1. An audio enhancement system to provide an improved audio signal from a primary source 5 to a plurality of discrete locations located within an area, the audio enhancement system is characterized J0 because it comprises: an audio source means for generating a first audio signal and for converting the first audio signal into a first electromagnetic signal; a primary signal propagation means for spreading the first audio signal; a first transmitting means for transmitting the first electromagnetic signal via a wireless means; 15 a receiving means for receiving the first electromagnetic signal and converting the first electromagnetic signal into a second audio signal; a second transmitting means for transmitting an electromagnetic localization signal, the location signal The electromagnetic comprises information related to a relative position of the receiving means with respect to the primary signal propagation means; a synchronization means for automatically delaying the first electromagnetic signal based on the signal of In the electromagnetic localization, the receiving means supplies the second audio signal by substantially synchronizing the first audio signal with the second audio signal by the synchronizing means.

2. The audio enhancing system, according to claim 1, characterized in that the first transmitting means transmits the first electromagnetic signal in a plurality of channels.

3. The audio enhancing system, according to claim 2, characterized in that at least two of the plurality of channels are deviated in time.

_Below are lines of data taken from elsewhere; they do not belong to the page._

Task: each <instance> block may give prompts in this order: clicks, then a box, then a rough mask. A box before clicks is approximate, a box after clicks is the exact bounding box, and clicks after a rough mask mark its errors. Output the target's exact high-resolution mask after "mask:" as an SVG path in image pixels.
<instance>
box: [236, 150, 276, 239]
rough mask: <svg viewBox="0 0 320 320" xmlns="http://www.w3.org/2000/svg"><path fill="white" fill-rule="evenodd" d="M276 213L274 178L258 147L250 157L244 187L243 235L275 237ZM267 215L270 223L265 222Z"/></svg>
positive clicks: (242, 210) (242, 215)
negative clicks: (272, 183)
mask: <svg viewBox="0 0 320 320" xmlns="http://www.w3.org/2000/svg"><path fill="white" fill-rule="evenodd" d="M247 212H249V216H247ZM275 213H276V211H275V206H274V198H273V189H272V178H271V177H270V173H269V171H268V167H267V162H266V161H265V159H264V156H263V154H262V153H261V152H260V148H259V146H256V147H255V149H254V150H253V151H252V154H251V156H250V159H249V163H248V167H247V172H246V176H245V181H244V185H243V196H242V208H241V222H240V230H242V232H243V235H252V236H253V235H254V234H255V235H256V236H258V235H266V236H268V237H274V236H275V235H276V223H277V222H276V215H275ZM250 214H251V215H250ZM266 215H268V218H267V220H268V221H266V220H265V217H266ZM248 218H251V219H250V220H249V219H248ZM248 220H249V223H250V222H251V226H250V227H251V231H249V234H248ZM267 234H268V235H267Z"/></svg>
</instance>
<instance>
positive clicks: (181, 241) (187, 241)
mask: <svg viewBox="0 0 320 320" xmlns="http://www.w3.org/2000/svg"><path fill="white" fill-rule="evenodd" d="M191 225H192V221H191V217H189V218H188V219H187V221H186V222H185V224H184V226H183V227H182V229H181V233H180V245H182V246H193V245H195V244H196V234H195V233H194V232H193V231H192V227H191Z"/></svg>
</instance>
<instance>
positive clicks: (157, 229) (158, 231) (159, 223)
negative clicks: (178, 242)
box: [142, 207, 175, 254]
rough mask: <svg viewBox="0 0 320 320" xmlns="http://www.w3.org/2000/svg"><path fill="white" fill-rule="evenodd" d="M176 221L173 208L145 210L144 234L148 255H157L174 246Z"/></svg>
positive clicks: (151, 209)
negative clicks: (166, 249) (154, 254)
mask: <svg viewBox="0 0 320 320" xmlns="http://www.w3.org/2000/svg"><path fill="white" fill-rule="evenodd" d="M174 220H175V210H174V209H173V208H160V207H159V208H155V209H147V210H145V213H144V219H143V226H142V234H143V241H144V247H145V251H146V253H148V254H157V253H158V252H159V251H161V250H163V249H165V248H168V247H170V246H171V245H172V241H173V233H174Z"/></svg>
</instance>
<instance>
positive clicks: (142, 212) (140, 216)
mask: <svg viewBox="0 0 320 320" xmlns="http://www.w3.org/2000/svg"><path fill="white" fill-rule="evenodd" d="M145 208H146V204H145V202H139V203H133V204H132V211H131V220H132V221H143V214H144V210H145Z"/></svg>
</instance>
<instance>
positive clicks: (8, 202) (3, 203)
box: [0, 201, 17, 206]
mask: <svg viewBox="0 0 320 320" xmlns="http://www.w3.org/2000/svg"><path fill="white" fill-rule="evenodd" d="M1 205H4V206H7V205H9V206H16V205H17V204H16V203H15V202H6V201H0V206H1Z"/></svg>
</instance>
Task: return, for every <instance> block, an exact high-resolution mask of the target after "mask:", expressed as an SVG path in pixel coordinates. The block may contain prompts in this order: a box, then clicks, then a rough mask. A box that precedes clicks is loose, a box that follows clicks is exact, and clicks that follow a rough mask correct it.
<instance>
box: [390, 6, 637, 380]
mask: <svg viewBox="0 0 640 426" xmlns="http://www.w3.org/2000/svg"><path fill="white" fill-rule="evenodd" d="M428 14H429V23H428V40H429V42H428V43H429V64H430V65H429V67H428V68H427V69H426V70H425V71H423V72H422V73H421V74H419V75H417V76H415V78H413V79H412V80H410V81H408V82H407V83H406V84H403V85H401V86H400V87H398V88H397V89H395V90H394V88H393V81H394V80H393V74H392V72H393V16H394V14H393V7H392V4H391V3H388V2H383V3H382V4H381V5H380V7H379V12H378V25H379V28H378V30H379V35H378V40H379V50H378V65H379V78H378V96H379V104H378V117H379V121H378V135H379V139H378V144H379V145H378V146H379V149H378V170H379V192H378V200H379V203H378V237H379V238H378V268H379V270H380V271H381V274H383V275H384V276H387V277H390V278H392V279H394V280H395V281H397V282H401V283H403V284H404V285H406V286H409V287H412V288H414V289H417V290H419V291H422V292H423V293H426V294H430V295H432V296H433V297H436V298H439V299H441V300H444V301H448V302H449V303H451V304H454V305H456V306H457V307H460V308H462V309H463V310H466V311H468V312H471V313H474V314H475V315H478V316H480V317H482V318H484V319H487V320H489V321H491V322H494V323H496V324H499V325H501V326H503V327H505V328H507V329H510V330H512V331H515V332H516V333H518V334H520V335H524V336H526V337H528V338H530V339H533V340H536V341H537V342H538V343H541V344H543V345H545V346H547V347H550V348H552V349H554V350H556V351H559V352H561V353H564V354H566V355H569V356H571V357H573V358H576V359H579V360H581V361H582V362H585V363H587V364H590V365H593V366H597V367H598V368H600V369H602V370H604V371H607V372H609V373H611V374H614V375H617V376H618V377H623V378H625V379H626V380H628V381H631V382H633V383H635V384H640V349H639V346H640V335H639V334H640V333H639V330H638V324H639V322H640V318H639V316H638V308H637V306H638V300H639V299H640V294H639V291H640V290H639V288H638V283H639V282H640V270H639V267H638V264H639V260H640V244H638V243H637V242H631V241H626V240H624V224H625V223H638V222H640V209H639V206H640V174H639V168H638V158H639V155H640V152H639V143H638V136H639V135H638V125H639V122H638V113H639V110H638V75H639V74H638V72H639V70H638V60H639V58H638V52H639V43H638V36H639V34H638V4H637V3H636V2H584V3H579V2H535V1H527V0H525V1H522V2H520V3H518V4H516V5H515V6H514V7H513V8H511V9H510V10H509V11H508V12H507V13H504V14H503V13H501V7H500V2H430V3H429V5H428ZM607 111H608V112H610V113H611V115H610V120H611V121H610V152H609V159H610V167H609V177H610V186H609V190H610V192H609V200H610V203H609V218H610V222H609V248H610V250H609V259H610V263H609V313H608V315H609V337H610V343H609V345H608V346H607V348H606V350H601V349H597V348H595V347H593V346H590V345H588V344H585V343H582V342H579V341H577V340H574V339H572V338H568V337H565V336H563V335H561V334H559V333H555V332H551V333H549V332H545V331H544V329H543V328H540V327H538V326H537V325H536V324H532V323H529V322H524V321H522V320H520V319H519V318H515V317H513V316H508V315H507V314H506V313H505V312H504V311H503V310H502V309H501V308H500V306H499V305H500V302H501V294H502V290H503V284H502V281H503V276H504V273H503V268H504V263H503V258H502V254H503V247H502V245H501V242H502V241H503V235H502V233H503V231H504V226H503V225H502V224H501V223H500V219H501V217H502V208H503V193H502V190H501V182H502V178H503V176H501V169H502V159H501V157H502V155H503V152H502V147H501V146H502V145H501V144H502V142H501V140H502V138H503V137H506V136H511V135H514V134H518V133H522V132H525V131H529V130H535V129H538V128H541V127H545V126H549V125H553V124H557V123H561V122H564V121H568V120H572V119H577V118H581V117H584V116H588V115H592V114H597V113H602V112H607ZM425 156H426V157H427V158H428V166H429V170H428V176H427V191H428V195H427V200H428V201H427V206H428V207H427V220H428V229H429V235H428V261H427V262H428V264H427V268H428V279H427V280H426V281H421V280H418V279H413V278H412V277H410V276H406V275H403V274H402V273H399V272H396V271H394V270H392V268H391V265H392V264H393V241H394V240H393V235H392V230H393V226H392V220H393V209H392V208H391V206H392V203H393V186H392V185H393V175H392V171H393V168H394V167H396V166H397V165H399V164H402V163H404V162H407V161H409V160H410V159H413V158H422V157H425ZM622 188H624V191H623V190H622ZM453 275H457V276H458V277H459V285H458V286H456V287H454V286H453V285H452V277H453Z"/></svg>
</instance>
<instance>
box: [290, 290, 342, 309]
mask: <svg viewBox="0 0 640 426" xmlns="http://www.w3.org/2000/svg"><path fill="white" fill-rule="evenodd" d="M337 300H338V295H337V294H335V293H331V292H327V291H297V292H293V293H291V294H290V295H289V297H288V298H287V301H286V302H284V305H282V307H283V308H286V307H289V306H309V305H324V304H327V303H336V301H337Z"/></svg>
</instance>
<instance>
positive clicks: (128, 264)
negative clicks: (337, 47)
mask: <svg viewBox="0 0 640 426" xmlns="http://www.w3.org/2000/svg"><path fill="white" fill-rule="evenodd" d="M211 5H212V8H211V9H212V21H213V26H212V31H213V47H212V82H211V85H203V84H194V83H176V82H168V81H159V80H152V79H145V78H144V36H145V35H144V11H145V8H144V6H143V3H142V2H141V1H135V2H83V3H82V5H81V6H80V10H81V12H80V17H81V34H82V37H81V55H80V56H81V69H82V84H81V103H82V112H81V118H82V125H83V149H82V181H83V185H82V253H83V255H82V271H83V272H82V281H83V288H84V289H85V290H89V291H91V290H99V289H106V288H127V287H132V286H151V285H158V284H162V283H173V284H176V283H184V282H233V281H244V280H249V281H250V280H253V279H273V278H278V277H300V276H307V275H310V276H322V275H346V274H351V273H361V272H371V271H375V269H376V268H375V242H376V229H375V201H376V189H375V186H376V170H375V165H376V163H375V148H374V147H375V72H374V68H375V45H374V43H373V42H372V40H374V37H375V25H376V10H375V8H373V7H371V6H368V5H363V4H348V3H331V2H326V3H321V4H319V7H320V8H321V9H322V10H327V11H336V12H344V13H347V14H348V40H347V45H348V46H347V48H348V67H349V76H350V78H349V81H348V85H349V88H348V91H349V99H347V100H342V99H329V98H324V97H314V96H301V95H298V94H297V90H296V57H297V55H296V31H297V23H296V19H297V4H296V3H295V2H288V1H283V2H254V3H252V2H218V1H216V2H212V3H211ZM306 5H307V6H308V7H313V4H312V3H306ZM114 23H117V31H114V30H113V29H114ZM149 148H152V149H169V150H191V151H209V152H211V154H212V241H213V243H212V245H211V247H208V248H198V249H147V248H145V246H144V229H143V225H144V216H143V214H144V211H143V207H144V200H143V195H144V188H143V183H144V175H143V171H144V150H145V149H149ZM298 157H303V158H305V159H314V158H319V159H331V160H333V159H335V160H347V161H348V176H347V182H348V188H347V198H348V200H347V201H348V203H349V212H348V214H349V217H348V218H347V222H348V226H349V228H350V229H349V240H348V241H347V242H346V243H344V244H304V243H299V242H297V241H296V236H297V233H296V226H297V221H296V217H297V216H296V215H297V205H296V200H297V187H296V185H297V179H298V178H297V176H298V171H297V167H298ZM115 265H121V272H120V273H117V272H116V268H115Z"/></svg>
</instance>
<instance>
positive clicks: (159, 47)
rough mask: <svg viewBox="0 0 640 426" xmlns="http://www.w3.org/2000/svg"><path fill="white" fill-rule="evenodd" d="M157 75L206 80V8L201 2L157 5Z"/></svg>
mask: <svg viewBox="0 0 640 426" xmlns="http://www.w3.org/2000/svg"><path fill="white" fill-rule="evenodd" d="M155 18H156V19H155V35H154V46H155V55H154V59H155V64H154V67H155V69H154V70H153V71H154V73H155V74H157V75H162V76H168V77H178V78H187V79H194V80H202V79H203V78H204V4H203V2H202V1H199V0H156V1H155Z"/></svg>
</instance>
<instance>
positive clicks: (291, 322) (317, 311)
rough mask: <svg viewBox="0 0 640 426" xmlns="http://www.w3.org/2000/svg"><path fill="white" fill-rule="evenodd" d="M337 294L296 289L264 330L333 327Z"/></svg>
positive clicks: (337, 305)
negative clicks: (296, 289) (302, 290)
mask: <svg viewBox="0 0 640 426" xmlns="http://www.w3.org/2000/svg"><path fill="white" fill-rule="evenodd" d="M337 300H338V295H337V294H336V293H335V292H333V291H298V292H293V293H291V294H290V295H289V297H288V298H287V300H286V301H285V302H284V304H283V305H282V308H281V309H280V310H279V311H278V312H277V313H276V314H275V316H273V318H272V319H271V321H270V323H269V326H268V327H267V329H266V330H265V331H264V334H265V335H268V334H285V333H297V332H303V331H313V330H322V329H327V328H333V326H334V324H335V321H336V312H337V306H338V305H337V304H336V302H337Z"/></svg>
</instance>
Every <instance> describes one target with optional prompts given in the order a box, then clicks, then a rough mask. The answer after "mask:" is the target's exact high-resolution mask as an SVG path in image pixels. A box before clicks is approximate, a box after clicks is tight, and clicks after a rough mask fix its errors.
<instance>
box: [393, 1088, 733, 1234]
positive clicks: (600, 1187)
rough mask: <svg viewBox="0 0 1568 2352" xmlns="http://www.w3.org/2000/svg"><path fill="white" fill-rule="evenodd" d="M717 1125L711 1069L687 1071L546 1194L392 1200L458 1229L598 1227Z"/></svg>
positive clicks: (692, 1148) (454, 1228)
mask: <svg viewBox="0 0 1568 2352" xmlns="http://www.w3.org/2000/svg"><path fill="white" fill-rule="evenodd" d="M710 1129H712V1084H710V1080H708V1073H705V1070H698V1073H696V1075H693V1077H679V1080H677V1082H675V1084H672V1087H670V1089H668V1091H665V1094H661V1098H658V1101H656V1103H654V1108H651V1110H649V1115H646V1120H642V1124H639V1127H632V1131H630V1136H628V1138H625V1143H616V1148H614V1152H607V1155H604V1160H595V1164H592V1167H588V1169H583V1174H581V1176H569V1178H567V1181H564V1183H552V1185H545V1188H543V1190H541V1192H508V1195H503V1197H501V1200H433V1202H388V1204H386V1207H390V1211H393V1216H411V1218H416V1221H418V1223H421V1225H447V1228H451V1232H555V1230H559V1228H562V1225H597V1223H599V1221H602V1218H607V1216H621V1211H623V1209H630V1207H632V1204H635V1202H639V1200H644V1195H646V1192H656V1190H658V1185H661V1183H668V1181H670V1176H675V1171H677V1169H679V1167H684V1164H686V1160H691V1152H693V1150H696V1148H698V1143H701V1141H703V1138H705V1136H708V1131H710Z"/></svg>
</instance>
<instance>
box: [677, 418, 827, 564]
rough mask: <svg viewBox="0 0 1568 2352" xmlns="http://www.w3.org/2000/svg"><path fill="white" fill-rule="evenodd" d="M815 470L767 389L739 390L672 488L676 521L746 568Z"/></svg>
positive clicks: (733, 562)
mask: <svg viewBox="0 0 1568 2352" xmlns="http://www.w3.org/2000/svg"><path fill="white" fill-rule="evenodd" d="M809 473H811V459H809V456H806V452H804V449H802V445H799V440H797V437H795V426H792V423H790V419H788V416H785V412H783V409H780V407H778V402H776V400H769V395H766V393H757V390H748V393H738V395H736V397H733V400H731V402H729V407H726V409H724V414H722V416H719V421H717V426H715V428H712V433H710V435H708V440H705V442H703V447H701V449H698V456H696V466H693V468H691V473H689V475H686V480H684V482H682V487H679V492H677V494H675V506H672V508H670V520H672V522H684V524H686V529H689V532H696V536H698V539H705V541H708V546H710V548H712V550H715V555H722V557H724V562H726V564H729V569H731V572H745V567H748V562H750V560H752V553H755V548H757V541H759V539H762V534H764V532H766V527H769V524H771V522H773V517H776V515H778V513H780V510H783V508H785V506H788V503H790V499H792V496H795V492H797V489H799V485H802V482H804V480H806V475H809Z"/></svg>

4. The audio enhancing system, according to claim 2, characterized in that each of the plurality of channels are deviated in time by a predetermined amount.

5. The audio enhancing system, according to claim 1, characterized in that the synchronization means comprises an electromagnetic localization means for determining a position of the receiving means based on the electromagnetic localization signal.

6. The audio enhancing system, according to claim 2, characterized in that the second transmitting means comprises at least one electromagnetic pulse transmitter that transmits the electromagnetic localization signal in the form of at least one electromagnetic pulse.

7. The audio enhancing system, according to claim 6, characterized in that the synchronizing means comprises a position determining means for determining a position of the receiving means with respect to the primary signal propagation means, the position determining means calculates the position of the receiving means based on at least one electromagnetic pulse.

8. The audio enhancing system, according to claim 7, characterized in that the synchronizing means selects a channel of the plurality of channels based on the position of the receiving means.

9. The audio enhancing system, according to claim 1, characterized in that the synchronization means automatically delays the first electromagnetic signal based on a radial distance of the receiving means from the transmitting means.

10. The audio enhancing system, according to claim 6, characterized in that the second transmitting means comprises two electromagnetic pulse transmitters, each transmitting the electromagnetic localization signal and 5 form of electromagnetic pulses at regular intervals, where a radial distance of the receiving medium is calculated from the medium j ^, transmitter based on the electromagnetic pulses.

11. The audio enhancing system, according to claim 1, characterized in that both the receiving means and the synchronizing means are placed in portable hearing aids used by the listener in transit.

12. The audio enhancing system, in accordance with ^. =. 15 claim 1, characterized in that the synchronization means automatically synchronizes the first and second audio signals.

13. The audio enhancing system, according to claim 1, characterized in that the second transmitting means comprises pulse transmitters placed in discrete positions on the stadium, and the synchronization means comprises a set of circuits for position determination and channel selection. within the receiving means, the pulse transmitters 25 transmit the electromagnetic localization signal in the form of a plurality of electromagnetic pulses and the set of position determination and channel selection circuits calculate a position of the receiving means based on the electromagnetic pulses and they select the first electromagnetic signal based on the position.